Instrument for in situ hard x-ray nanobeam characterization during epitaxial crystallization and materials transformations

TL;DR

This paper presents an in situ synchrotron hard x-ray instrument designed for nanoscale structural and chemical characterization during epitaxial crystallization and materials transformations, enabling real-time analysis of dynamic processes.

Contribution

The paper introduces a novel in situ x-ray characterization instrument with integrated deposition capabilities for real-time nanoscale studies during epitaxial crystallization.

Findings

Successful implementation of the instrument for in situ analysis.

Real-time observation of amorphous thin film deposition.
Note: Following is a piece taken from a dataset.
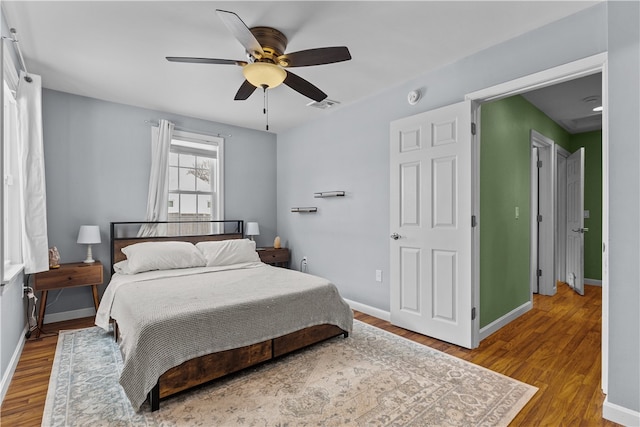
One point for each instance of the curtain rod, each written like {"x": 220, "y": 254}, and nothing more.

Enhanced understanding of crystallization processes.

Abstract

Solid-phase epitaxy (SPE) and other three-dimensional epitaxial crystallization processes pose challenging structural and chemical characterization problems. The concentration of defects, the spatial distribution of elastic strain, and the chemical state of ions each vary with nanoscale characteristic length scales and depend sensitively on the gas environment and elastic boundary conditions during growth. The lateral or three-dimensional propagation of crystalline interfaces in SPE has nanoscale or submicron characteristic distances during typical crystallization times. An in situ synchrotron hard x-ray instrument allows these features to be studied during deposition and crystallization using diffraction, resonant scattering, nanobeam and coherent diffraction imaging, and reflectivity. The instrument incorporates a compact deposition system allowing the use of short-working-distance x-ray focusing optics. Layers are deposited using radio-frequency magnetron sputtering and evaporation sources. The deposition system provides control of the gas atmosphere and sample temperature. The sample is positioned using a stable mechanical design to minimize vibration and drift and employs precise translation stages to enable nanobeam experiments. Results of in situ x-ray characterization of the amorphous thin film deposition process for a SrTiO3/BaTiO3 multilayer illustrate implementation of this instrument.